Poulsen ha affermato che “le forze armate danesi, insieme ad un certo numero di alleati artici ed europei, esploreranno nelle prossime settimane come una maggiore presenza e attività di esercitazione nell’Artico possa essere implementata nella pratica”, ha affermato.
Giovedì ha affermato che l’intenzione era quella di “stabilire una presenza militare più permanente con un maggiore contributo danese” e di invitare gli alleati a prendere parte ad esercitazioni e addestramenti a rotazione, secondo l’emittente danese DR.
Anche se a questo punto le truppe europee sono in gran parte simboliche, il momento non è stato casuale.

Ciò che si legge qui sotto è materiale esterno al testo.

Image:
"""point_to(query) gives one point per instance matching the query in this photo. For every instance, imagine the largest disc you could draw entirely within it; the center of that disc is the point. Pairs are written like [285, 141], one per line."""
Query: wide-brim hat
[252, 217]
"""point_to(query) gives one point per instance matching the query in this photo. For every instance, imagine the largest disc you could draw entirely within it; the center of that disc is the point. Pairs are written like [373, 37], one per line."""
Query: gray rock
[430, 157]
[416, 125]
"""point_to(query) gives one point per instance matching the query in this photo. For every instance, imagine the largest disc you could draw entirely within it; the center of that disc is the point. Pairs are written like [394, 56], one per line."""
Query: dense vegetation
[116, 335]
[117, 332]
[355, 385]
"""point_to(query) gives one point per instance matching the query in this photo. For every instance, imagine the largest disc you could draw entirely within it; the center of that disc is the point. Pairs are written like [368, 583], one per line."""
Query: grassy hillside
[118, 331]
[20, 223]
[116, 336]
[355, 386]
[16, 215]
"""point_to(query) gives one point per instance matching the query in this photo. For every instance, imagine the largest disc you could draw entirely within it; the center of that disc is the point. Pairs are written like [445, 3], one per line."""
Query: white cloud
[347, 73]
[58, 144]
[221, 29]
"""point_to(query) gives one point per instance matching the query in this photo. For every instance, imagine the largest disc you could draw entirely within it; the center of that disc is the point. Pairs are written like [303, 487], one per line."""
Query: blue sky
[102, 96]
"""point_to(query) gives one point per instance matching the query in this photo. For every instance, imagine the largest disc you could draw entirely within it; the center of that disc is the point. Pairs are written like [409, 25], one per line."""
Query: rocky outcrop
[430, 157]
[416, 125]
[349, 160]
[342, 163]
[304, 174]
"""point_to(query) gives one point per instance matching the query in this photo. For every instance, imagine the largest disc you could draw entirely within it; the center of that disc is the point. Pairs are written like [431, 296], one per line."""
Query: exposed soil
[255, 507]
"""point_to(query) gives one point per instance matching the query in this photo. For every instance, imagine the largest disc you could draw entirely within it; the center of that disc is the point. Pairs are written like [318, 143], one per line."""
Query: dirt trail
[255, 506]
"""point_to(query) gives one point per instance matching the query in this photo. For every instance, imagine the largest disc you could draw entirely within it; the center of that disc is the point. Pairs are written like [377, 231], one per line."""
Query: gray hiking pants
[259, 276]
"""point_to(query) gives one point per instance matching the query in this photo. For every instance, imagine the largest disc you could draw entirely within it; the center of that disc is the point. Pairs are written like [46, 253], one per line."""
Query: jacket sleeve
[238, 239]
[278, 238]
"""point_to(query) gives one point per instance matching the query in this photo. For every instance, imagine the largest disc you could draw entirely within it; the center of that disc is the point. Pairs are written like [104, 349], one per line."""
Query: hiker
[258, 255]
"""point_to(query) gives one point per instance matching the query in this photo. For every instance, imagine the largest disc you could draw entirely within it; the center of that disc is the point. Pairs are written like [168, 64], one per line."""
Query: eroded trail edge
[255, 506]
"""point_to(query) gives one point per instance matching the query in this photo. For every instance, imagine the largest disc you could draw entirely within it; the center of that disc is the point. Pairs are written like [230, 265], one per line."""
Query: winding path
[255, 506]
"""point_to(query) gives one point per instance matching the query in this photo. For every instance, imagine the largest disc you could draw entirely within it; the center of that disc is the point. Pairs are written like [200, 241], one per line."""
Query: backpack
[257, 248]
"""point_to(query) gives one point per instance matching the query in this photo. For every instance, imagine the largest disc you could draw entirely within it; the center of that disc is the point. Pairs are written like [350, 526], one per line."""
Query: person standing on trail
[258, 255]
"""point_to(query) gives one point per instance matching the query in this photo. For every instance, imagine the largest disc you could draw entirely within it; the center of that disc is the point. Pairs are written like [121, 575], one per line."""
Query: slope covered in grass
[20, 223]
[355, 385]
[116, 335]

Il dispiegamento “serve sia a inviare un segnale politico che militare all’America, ma anche a riconoscere che la sicurezza nell’Artico dovrebbe essere rafforzata maggiormente”, ha affermato Maria Martisiute, analista dell’European Policy Center di Bruxelles.
“E innanzitutto, ciò dovrebbe essere fatto attraverso lo sforzo alleato, non con l’arrivo degli Stati Uniti che vogliono prenderne il controllo. Quindi complica la situazione per gli Stati Uniti”.